The following statements were made by several of Dr. Kara’s colleagues. They were posted to the Facebook page of the Hamilton Lugar School of Global and International Studies. A forthcoming issue of the Society’s journal Mongolian Studies will honor Dr. Kara’s contributions to our field.

Öner Özçelik, Central Eurasian Studies Chair: “I feel very fortunate that, last Spring, I was able to audit his course 'Old Turkic',” said Özçelik. “He was truly devoted to his field; he could have hours of discussion about the origins of a single word, and in doing so, he could take you on a trip from one end of the world to another. He cared a lot about his students, who meant the world to him. He even tried to continue his three classes this semester even through hospital stays, in heroic Professor Kara fashion. Beyond his scholarship and teaching, despite his deep knowledge about the field, he was a very humble person, and always added some humor to his conversations. He will be truly missed."

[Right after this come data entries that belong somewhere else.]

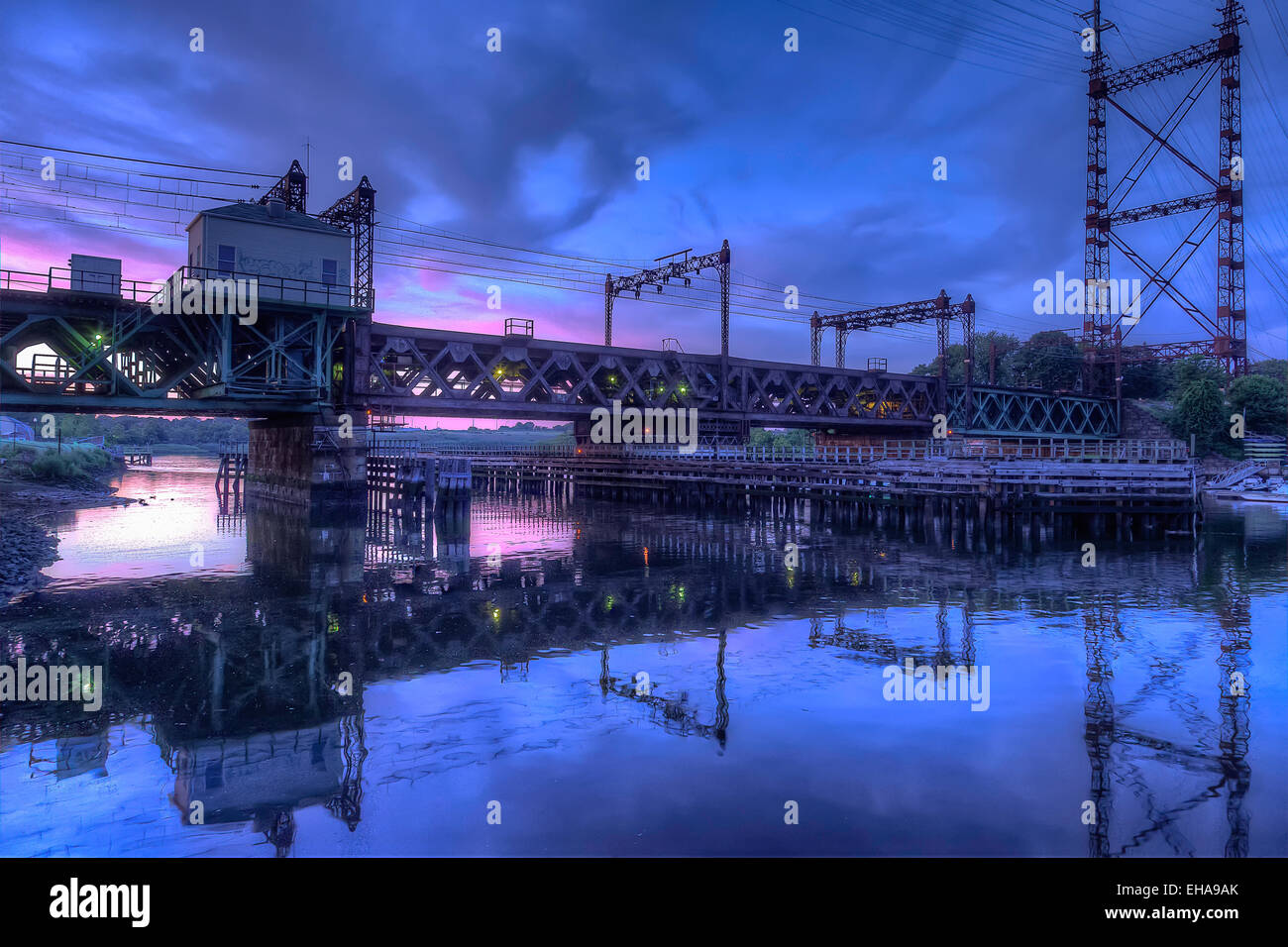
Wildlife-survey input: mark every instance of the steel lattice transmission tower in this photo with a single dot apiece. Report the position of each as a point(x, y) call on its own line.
point(1103, 330)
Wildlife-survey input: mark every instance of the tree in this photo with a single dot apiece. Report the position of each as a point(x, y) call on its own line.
point(1004, 344)
point(1262, 401)
point(1190, 369)
point(1201, 411)
point(1144, 376)
point(1048, 360)
point(1274, 368)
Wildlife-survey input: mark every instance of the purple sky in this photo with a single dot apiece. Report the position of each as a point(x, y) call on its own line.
point(815, 165)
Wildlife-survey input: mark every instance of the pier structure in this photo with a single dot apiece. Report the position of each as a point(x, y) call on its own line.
point(1127, 487)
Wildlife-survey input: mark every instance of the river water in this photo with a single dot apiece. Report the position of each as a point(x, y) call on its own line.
point(583, 677)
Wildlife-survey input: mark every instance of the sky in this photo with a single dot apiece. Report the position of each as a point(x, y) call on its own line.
point(816, 165)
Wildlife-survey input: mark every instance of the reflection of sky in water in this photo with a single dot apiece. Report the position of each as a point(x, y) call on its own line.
point(174, 531)
point(585, 768)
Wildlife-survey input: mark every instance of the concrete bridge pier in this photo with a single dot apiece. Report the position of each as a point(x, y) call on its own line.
point(305, 460)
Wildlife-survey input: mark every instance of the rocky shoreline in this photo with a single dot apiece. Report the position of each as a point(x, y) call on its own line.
point(27, 545)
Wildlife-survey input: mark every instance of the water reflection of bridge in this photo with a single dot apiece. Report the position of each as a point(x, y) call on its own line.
point(237, 677)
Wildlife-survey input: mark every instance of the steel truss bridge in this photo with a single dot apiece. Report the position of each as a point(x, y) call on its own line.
point(313, 347)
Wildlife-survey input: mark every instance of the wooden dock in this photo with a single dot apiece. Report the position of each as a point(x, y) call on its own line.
point(1145, 484)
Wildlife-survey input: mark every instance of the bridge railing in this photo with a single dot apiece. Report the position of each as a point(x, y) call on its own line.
point(268, 287)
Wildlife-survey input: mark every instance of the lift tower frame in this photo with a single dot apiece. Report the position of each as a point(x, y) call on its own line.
point(1103, 331)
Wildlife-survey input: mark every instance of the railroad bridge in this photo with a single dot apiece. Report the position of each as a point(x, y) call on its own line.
point(312, 354)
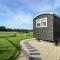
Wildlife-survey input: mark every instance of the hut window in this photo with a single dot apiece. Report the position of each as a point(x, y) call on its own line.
point(41, 22)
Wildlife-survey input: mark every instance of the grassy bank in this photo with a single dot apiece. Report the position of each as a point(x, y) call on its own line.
point(9, 42)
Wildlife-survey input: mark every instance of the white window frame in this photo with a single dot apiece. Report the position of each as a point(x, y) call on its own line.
point(41, 21)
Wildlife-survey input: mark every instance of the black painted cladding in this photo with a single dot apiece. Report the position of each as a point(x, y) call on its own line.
point(51, 32)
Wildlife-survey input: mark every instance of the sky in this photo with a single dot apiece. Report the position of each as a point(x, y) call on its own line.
point(20, 13)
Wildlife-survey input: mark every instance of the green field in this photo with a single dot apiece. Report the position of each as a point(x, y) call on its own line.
point(9, 44)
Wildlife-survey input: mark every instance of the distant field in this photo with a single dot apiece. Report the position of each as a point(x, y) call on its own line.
point(9, 43)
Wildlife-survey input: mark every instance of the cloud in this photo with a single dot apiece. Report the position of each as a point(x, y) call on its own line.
point(21, 12)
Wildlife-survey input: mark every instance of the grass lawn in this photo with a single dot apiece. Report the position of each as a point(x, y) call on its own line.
point(9, 42)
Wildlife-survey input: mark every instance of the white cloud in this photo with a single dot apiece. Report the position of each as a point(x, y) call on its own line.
point(22, 17)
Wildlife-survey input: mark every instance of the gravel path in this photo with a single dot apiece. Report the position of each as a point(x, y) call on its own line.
point(23, 55)
point(34, 50)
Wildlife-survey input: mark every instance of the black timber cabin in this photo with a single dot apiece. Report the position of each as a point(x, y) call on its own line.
point(46, 27)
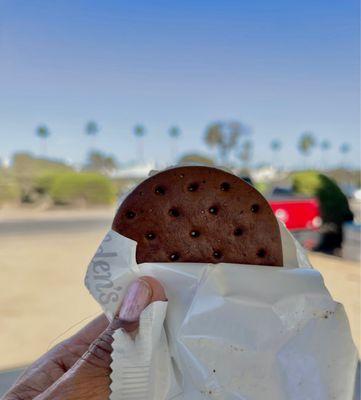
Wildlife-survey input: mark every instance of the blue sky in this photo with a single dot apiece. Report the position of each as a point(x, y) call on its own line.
point(280, 66)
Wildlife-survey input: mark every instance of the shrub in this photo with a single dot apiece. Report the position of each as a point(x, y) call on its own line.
point(9, 189)
point(333, 203)
point(73, 188)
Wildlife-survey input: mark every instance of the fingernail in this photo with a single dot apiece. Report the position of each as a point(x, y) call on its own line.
point(136, 299)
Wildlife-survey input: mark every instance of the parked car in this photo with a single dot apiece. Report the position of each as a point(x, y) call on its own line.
point(301, 216)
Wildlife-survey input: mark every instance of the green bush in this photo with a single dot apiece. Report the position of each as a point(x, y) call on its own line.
point(9, 189)
point(75, 188)
point(333, 203)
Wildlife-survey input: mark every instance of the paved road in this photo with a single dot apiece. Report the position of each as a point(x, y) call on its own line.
point(32, 227)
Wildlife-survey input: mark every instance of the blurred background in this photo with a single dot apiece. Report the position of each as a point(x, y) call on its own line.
point(95, 94)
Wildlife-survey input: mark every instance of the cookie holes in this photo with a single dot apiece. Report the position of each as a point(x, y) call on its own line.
point(217, 254)
point(174, 257)
point(160, 190)
point(261, 253)
point(150, 235)
point(130, 214)
point(225, 186)
point(193, 187)
point(194, 233)
point(174, 212)
point(213, 210)
point(238, 232)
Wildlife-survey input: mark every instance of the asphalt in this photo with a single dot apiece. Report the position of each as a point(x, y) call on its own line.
point(49, 226)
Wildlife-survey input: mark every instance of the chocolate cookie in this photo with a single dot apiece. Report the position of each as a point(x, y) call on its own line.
point(199, 214)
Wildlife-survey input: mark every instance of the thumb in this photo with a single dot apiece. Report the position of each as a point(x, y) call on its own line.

Dr. Jamsheed K. Choksy, CEUS Distinguished Professor: “While I was chair of the department, every summer he would visit Hungary for research. He would always ask me if there was anything he could do to further IU or the department while in Hungary,” Choksy shared. “He always placed the students first, right to the end. Professor Kara’s knowledge will be impossible to replace.”

Professor Christopher Atwood, University of Pennsylvania: “A life can’t be summed up in the printed word, but my teacher … could be captured in his voice,” said Atwood. “That slight frown, that quiet laugh, that distinctive accent, that eccentric vocabulary full of amusing witticisms and insights — that was him. No one who learned from Professor Kara would ever denigrate precise and exact knowledge … but remembering his living voice, I know its limits. Amurlingui noirsooroi, bagsh aa.”

 As our Society grieves for our friend and colleague, Professor György Kara, our hearts go out to his family during this difficult time.